Not all of the attention in the potential Supreme Court overturning of the landmark Roe v. Wade decision allowing pregnant women the freedom to choose an abortion has been from females – at the same time, record numbers of men have investigated vasectomy as a method of birth control.
Innerbody Research, one of the nation’s largest online home health and wellness guides, reported a 99-percent increase in the number of daily searches into vasectomy. The statistic was culled by reviewing Google Trends and search volume data, which revealed that the search was more popular in states like Michigan, Florida and Ohio where abortion would immediately be illegal if the Supreme Court reverses Roe v. Wade.
Other popular searches had even more online action, with a 250-percent increase in queries about the success rate of vasectomy reversal, a procedure which Jared Bieniek, MD, medical director of Hartford HealthCare Tallwood Urology & Kidney Institute’s Men’s Health Center, said is highly successful.
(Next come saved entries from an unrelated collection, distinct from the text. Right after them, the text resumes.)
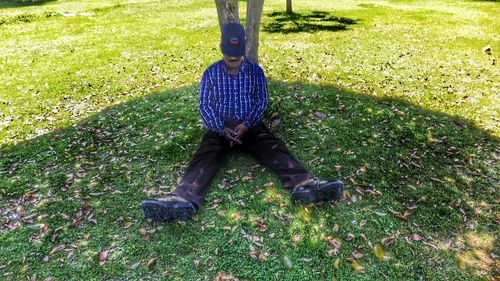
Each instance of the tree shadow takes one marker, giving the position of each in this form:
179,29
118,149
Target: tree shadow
392,154
23,3
312,21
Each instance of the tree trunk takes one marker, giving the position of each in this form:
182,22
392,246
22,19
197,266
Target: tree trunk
254,13
227,10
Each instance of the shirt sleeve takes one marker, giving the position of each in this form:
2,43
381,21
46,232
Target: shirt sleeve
261,99
206,105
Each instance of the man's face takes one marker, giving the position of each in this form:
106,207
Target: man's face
232,62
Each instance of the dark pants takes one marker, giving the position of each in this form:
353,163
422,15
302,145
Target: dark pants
259,142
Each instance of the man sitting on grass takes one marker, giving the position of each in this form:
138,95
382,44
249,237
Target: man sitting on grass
233,99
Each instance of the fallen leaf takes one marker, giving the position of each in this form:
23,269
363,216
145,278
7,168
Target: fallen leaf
135,265
399,216
357,255
388,241
151,262
349,237
65,217
336,264
461,263
57,249
361,170
275,122
103,255
307,259
416,237
36,227
447,243
296,238
320,115
222,275
379,252
287,262
410,211
487,50
336,228
357,266
247,178
196,262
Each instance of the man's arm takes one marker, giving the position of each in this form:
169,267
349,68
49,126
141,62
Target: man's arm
261,100
206,105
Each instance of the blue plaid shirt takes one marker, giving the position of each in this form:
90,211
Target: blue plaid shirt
232,99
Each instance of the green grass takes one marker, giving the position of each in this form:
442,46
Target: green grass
98,111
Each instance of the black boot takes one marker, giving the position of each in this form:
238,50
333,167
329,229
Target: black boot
320,192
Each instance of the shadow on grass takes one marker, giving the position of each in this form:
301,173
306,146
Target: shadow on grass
86,182
23,3
306,22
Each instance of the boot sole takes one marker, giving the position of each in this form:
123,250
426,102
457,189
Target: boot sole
329,191
161,211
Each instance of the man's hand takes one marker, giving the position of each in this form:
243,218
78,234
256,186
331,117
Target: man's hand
240,131
230,136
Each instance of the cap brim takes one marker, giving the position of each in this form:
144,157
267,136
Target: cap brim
235,51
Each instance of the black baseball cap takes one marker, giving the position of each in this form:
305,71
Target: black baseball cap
233,40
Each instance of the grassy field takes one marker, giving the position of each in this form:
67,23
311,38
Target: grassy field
98,111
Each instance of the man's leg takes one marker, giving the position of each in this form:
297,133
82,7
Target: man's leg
194,185
202,169
273,153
“The success rates are not perfect, but they’re pretty high,” he said, noting that several factors impact the success rate, including the length of time between the vasectomy and reversal and the age of the man and his partner. “The shorter the interval, the more successful the reversal.”
Vasectomy is the “safest form of permanent contraception for a couple, much safer than tubal ligation,” he said, referring to a procedure that sterilizes women by severing the fallopian tubes that carry eggs for fertilization.
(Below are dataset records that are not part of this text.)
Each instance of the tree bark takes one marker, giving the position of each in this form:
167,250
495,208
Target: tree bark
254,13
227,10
In men, urologists sever the vas deferens, a tube carrying sperm to potentially fertilize the egg, causing pregnancy. The procedure can be done in the doctor’s office in about 20 minutes through a small skin opening, according to Dr. Bieniek. In contrast, a vasectomy reversal takes 90 to 120 minutes and is done in an operating room.
“Microsurgery is often needed to put those severed edges back together to reconstruct the flow of sperm,” he explained.
Vasectomy reversal is often not covered by insurance, but Tallwood offers what Dr. Bieniek called “fair” cash prices for interested patients.
The recent vasectomy internet searches mirror similar activity in Texas, after a law banning nearly all abortions went into effect there last September. The Washington Post reported one practice alone notched a 15-percent increase in scheduled vasectomies.
Currently, only one in 10 men in this country have had a vasectomy, half the rate in Canada and the United Kingdom, according to a United Nations report.
“The physical, emotional and cultural burden of a pregnancy falls on women and, thus, the responsibility of pregnancy prevention has largely defaulted to women,” Dr. Bieniek said. “It’s a scientific fact, though, that 100 percent of conceived pregnancies involve a man, so we have no excuse for not being more involved in contraception.”